Page 1 of 1

double byte problem

Posted: Sun Mar 30, 2003 8:46 pm
by Bala
Hi,
We are planning for Regional DWH.
My company is having many branches in the Asia pacific region and head office is at Singapore.
The countries like China, Korea and Taiwan are having double byte info in their data.
My questions are below:
1>. Is it possible to have single target database after transformation?
AS/400 DB --> ETL --> Oracle DB ==> for all countries
( OR )
2>. Do I need to have separate ETL server and target database for each double byte countries and other single byte countries?

3> Can I FTP the EBCDIC info into flat files in ASCII format and do the transformation and then Load into Target Oracle DB. Will these idea works???

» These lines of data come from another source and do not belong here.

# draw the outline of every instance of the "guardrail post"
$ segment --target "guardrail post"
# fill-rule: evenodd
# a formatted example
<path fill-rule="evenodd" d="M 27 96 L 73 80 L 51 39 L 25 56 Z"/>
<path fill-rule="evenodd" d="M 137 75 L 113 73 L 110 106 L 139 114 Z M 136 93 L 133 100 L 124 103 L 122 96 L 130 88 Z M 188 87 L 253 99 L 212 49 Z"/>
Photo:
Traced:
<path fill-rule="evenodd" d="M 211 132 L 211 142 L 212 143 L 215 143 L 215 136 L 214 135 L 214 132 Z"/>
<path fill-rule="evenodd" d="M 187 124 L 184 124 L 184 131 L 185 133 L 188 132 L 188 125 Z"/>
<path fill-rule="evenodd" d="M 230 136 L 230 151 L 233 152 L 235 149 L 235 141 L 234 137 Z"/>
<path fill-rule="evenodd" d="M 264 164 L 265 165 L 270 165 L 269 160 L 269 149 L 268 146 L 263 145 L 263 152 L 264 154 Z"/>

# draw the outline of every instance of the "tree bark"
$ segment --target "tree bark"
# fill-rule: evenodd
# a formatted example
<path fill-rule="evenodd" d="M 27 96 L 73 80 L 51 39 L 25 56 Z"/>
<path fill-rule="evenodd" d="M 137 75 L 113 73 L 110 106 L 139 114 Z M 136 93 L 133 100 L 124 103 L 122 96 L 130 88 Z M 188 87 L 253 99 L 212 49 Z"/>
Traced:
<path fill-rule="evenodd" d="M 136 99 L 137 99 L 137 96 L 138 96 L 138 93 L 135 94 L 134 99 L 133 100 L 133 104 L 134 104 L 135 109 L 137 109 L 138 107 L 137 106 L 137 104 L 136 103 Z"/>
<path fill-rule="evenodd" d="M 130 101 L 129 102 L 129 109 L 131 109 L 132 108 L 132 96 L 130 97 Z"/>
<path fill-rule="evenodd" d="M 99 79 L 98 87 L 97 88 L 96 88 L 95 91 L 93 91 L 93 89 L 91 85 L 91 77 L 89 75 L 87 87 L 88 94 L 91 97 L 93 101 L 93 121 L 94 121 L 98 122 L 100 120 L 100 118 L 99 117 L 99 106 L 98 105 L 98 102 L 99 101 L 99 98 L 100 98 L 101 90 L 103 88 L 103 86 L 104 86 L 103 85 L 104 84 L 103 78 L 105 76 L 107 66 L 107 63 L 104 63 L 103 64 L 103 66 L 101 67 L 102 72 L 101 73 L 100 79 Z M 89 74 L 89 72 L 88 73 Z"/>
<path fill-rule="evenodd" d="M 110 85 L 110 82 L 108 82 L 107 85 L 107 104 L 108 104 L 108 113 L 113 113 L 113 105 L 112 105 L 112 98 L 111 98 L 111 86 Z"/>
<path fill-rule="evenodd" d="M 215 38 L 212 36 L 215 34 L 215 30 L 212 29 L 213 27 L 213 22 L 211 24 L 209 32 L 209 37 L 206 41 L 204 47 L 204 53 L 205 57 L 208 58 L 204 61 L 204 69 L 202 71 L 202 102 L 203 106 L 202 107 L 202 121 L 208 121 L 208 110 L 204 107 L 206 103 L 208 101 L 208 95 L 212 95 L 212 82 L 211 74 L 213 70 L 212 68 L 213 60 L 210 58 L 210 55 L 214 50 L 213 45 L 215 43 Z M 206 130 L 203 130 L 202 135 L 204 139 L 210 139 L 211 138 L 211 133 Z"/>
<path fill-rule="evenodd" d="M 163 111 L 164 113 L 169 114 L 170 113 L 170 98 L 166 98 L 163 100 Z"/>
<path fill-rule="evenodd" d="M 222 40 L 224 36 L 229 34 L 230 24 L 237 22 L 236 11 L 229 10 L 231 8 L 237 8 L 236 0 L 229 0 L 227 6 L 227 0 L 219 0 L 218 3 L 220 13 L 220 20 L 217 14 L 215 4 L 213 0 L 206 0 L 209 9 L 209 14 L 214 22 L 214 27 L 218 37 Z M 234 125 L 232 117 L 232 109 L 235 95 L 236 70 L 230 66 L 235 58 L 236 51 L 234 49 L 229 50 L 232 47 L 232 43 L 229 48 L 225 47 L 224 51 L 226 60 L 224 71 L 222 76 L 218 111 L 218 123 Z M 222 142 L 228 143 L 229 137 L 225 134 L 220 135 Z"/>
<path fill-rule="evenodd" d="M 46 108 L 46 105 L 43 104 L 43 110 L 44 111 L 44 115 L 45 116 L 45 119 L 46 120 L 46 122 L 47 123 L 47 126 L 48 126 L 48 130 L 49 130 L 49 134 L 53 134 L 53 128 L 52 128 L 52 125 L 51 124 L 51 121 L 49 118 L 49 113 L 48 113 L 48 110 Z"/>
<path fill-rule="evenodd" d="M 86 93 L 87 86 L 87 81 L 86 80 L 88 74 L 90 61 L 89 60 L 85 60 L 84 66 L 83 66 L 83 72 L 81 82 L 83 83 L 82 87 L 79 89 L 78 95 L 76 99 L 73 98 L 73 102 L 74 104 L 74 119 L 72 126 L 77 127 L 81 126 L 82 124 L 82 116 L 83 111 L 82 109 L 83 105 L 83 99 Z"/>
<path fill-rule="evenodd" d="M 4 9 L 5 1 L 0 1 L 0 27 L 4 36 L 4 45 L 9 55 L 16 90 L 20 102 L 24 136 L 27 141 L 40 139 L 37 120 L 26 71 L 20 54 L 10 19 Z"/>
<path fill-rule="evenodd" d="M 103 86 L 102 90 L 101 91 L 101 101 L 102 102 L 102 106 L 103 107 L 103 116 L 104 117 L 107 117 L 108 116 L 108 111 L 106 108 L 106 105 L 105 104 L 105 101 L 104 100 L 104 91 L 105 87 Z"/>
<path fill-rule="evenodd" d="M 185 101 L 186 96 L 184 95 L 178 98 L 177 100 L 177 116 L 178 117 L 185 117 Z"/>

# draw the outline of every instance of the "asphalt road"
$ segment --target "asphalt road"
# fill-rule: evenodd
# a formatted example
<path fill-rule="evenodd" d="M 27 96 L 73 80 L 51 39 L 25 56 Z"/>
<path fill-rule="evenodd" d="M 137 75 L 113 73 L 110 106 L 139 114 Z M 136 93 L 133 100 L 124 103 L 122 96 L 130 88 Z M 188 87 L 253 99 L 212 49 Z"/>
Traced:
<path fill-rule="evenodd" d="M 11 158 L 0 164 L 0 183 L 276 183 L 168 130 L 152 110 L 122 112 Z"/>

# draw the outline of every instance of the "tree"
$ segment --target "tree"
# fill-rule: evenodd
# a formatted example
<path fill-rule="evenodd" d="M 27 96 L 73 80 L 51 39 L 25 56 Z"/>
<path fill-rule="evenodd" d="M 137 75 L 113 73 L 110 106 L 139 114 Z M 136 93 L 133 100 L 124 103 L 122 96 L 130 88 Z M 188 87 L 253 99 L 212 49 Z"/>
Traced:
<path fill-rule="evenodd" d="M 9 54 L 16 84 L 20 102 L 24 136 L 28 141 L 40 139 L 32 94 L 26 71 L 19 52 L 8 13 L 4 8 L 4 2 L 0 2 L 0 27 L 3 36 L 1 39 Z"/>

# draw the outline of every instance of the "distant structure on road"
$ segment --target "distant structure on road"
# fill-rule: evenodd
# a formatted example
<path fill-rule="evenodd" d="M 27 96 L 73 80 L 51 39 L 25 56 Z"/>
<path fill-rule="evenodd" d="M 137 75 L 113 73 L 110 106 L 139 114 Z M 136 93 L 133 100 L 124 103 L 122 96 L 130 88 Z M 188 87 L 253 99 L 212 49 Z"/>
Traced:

If anyone experienced the above problem and having answers, please share ideas and knowledge with me.

Thanks and Regards,
Bala

Posted: Sun Mar 30, 2003 11:35 pm
by ray.wurlod
One instance of DataStage will handle all the character sets. The mechanism is to use (a UTF-8 encoding of) Unicode within DataStage, and to position maps on all interfaces between DataStage and the "outside world" (primarily links connecting to passive stage types). Thus, for Korea you might use maps that convert to and from the encoding of Korean, simplified Chinese for China, traditional Chinese for Taiwan.
As for target database, you can employ a similar scheme. Combining character sets in a single table is problematic, unless a combined character set (such as Unicode) is used. Otherwise, you are likely to see a large number of "unmappable characters"; for example most databases use the LANG environment variable, but this can only have one value at any one time.
The advantage of DataStage's approach is that the single-byte character set is simply a subset of Unicode, so both can co-exist happily within DataStage. The same cannot necessarily be guaranteed for all target databases. I do not know Oracle well enough to say either way, and the capability may well be revision-dependent.

Ray Wurlod
Education and Consulting Services
ABN 57 092 448 518

Posted: Mon Mar 31, 2003 1:44 am
by Bala
Thanks a lot for ur quick and valuable information.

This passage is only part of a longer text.